Fluoroquinolone-induced tendon damage

In 2008, the US Food and Drug Administration issued a warning regarding the risk of tendonitis and tendon rupture with the use of fluoroquinolones. The purpose of this boxed warning was to draw providers’ attention to the continued report of tendon issues occurring in patients using fluoroquinolone antibiotics. All fluoroquinolone antibiotics were included. The Achilles tendon is the most commonly involved; but the rotator cuff, biceps, thumb, and hand tendons can also be affected. Patients older than 60 years, those taking corticosteroids, and those who have had solid organ transplants are at higher risk. There is debate regarding risk factors, such as obesity and sex; however, most of the studies consistently show increased age related to increased risk of tendon damage as well as concurrent corticosteroid use and renal impairment. The risk for injury does not end with the completion of the therapy. Patients can have problems months after the antibiotic was stopped. Of note, this warning only applied to systemic use of the fluoroquinolones, not eye or ear drops.

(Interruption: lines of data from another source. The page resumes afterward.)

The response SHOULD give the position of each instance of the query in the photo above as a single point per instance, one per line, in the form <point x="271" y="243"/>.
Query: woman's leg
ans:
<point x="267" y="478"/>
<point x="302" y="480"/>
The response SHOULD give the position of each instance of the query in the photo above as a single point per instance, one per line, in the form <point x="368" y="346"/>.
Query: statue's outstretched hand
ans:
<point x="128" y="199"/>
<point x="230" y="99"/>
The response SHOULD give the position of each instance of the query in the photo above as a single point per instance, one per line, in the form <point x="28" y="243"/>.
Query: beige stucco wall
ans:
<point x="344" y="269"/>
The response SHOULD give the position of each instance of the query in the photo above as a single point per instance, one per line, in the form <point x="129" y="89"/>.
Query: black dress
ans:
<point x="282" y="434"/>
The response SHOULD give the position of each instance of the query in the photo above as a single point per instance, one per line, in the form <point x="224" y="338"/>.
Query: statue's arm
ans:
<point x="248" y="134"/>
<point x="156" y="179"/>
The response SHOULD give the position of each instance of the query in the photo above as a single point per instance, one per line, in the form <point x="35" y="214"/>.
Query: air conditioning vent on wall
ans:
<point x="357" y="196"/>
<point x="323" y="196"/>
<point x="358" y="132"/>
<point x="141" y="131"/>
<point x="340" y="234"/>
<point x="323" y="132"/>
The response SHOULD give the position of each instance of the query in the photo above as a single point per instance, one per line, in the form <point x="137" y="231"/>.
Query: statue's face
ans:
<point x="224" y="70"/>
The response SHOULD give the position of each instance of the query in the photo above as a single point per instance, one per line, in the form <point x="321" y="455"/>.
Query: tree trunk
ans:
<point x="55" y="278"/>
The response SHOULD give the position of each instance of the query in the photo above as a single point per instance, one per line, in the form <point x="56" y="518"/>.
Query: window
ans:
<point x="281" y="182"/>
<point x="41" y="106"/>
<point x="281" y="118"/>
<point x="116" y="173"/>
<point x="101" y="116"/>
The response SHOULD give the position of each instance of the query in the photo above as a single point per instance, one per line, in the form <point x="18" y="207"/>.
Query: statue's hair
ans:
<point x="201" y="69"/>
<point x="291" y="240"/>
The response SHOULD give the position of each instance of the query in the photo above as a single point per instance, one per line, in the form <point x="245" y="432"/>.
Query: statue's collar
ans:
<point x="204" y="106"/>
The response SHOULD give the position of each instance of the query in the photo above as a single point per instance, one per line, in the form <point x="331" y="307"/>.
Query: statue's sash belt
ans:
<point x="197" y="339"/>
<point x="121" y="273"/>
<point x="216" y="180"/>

The exact incidence and cause of fluoroquinolone-associated tendon issues are not known. Reports estimate the incidence between 0.14% and 0.4% in healthy patients. Renal impairment and transplant have been associated with higher incidence, up to 15.6%. The mechanism of damage has been hypothesized to include degenerative lesions on the tendons, fissures, edema, and necrosis, whereas animal studies have demonstrated oxidative damage, edema, and alterations of the tenocytes.

Others

Additional risks include cardiac arrhythmias, gastritis, increased sun sensitivity, colitis, and so forth. The authors’ prior work on the subject has a more complete list of these risks in tabular form.